The benefit of combined electric and acoustic stimulation (EAS) for speech and pitch perception has been demonstrated in a number of previous studies. In some cases, EAS benefit has been documented even when cochlear-implant (CI) patients have very limited residual hearing and speech perception ability in the non-implanted ear. To date, it is still unclear how individual differences in sensory inputs, linguisti context, and cognitive functions influence the degree of benefit provided by EAS, and it is not known whether the typical EAS patient utilizes their residual hearing to its greatest potential. These uncertainties limit clinicians'and patients'ability to make good decisions related to second-ear implantation. In this research, we seek to identify factors that underlie EAS benefit and to investigate methods that could potentially enhance the benefits of residual hearing in EAS users. Unlike the descriptive approach employed by most previous studies, we will take a more comprehensive, model-based approach that considers both the bottom-up and top-down processes that contribute to multi-source speech perception in EAS users.
Aim 1 will determine how EAS benefit is influenced by listeners'ability to utilize and optimally weight speech cues presented to the CI and residual hearing ears.
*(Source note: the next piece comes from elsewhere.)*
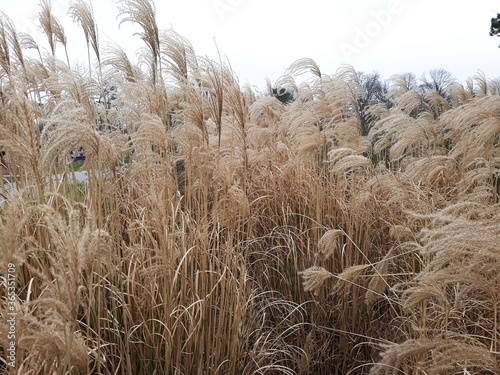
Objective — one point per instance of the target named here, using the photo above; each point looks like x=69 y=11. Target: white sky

Aim 2 will investigate how bottom-up low-frequency acoustic cues and top-down processing (such as the use of linguistic context and the ability to fill in missing speech information) interact to improve speech intelligibility in EAS usrs. Finally, Aim 3 will develop and test speech-enhancement algorithms that are likely to improve speech perception by EAS users. Overall, this research should add substantially to our understanding of 1) the degree of benefit that can be expected from low-frequency residual hearing in EAS, 2) the mechanisms responsible for EAS benefit and the factors that account for its variability across individuals, and 3) the nature of signal-processing algorithms that may enhance speech perception in EAS users.
The purpose of this study is to identify factors that underlie benefit of combined electric and acoustic stimulation in cochlear-implant users and to investigate methods that could enhance speech recognition performance in these users. Findings should lead to improved speech perception in unilateral cochlear-implant users with residual low-frequency hearing, and allow individual patients and their clinicians to make better- informed decisions regarding second-ear implantation.